Oh, and pretty much everyone dies by the end.
How's that for a big #@$#$ing spoiler?
Well there's your second hint, the first was the title of this @#$@#!$@ing review in the first place.
Thanks to the success of Deadpool, everyone decided that the finale to Hugh Jackman's take as Wolverine would also be rated R.
Why?
So they could show him sticking his claws in people's faces, cutting them to ribbons.
And saying %$&^
A lot.
Apparently $#@#$ you Mother#$#@#@$ is script shorthand for lazy R rated movies.
I get it.
I've climbed up on this soapbox so many times, usually for the R rated comedy raunchfests.
I chastise those for lazy writing, because anyone can F*&$#@#ing cuss, ooooh, how edgy, but if you're going to do it with jokes, the jokes themselves need to be funny, sans language.

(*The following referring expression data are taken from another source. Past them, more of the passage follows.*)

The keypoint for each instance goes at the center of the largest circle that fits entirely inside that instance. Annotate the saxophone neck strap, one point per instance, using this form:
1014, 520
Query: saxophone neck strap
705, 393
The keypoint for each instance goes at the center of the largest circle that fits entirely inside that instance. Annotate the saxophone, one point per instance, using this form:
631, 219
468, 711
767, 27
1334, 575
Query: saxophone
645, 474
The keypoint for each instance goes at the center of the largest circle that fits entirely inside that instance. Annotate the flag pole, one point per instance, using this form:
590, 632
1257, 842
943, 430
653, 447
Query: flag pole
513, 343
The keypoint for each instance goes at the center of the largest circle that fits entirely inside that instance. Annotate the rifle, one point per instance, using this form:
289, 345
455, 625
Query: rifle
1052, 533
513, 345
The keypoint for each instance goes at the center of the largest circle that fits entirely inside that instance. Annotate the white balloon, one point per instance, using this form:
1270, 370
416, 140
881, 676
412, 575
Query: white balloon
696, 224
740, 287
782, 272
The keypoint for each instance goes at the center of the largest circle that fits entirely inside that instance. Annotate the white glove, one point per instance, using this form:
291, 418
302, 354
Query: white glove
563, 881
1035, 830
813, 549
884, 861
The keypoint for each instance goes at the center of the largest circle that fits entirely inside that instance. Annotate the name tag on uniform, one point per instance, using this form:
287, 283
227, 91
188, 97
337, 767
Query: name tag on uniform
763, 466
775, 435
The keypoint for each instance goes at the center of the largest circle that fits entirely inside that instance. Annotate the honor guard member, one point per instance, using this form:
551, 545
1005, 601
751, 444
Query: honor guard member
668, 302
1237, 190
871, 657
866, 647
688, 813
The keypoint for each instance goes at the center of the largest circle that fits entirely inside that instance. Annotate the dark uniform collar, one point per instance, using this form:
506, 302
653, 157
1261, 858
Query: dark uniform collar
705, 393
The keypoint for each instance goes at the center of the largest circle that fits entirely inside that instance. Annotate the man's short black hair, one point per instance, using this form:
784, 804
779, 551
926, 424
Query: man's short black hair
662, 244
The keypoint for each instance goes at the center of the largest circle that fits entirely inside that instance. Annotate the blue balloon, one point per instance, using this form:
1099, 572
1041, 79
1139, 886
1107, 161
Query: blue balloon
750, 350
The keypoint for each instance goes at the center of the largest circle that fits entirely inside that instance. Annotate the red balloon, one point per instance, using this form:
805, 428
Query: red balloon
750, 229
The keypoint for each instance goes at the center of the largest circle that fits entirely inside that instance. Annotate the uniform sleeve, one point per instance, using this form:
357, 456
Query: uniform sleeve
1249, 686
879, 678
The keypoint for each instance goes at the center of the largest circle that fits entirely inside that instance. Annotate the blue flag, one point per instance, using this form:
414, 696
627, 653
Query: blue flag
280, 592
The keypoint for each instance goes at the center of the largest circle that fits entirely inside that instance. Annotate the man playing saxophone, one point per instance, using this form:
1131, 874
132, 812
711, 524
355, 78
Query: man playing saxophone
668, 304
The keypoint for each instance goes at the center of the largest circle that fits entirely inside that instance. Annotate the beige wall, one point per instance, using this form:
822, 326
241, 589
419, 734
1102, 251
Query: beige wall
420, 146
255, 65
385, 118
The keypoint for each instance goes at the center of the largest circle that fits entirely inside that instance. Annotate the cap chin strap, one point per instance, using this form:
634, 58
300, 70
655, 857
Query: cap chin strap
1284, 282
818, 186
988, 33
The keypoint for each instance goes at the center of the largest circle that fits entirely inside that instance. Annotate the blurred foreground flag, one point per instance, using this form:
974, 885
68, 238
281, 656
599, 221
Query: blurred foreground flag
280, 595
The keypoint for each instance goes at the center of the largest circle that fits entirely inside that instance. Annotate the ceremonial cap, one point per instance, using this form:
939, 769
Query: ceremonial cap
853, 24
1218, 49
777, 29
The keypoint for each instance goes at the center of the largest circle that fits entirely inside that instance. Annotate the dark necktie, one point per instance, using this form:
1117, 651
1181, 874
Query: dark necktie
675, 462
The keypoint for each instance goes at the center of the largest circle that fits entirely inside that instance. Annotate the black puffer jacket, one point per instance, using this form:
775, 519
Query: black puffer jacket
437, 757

So too, in this edgy mutant action-thriller-drama, so too must everything be interesting and not just a way to keep a generation of fans away from the final installment because, well, @#$# you!
Unlike Deadpool, who had only once been seen in a movie form before, and frankly, it sucked, Wolverine has been with us for what, 27 or so movies at this point. Every X-Men movie, and several of his own films. All rated PG-13.

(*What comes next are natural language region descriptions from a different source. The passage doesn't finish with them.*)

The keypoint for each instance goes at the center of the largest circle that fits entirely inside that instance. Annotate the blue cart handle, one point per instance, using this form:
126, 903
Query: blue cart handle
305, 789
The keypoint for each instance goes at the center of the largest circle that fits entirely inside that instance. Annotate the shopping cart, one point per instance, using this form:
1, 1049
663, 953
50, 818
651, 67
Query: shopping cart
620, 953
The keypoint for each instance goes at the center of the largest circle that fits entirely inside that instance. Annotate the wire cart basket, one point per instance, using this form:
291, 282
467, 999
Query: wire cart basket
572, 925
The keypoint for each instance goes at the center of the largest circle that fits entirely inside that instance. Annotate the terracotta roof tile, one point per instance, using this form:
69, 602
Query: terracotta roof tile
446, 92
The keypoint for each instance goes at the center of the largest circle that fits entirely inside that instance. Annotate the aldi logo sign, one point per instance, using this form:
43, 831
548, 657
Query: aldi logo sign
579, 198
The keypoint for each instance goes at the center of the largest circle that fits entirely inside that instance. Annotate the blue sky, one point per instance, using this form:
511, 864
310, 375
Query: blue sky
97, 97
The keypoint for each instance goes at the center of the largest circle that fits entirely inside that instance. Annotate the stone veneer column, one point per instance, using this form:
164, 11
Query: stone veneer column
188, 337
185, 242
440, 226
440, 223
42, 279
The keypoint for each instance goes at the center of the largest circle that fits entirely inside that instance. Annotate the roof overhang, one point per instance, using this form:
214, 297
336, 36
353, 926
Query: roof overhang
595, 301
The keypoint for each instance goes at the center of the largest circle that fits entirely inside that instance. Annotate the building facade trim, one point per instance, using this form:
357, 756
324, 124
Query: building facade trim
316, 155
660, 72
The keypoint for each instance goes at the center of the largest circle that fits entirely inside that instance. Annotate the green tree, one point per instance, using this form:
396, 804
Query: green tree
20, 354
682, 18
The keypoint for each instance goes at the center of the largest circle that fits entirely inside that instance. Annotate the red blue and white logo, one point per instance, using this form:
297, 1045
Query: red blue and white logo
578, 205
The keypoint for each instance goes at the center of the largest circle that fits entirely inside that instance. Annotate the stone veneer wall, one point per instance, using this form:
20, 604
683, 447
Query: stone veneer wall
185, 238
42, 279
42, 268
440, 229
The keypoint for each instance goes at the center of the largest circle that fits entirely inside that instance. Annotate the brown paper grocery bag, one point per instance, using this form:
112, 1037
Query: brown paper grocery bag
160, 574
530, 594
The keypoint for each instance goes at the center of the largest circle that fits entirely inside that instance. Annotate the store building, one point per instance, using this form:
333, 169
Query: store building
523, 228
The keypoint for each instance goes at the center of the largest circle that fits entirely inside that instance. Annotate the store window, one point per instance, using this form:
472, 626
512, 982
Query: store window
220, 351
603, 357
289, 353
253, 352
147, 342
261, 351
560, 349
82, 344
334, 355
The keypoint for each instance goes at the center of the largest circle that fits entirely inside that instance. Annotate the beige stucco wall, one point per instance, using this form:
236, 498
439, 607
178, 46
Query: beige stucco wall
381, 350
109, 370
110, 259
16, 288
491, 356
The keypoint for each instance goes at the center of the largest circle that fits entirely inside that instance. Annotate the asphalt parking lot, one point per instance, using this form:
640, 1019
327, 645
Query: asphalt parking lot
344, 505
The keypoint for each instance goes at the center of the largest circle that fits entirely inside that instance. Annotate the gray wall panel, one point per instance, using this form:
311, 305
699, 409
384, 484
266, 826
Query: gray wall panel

17 years Jackman has been doing this, and he is still the best there is at what he does.
No, I'm putting the blame squarely on the feet of the #@$@#ing lazy screenwriters who frankly bored me with their overuse of language in an otherwise pedestrian script.
You want a good X-Men/Wolverine movie, go see First Class or Days of Future Past. Some might even say X2, but I haven't seen that in so long, I couldn't tell you for certain anymore.
Nope, at the end of the day, I have to grade this final version of Logan against the likes of Batman vs. Superman, and say that when I go to watch a superhero movie, I go to be excited and entertained.
This didn't do it for me, and frankly, if I were to want to watch a Logan solo adventure, I'd rather rewatch X-Men Origins: Wolverine.
Yeah, it's got it's issues (oh boy, does it have issues) but it was depressing because of how it was executed.
This version of Logan set out to be depressing from the word go, and succeeded all around.
Therefore, I can't give a seal of approval to a movie that knowingly turns its back on the millions of kids who grew up on Jackman as Wolverine just to make an edgy, adult thriller that kills him off at the end.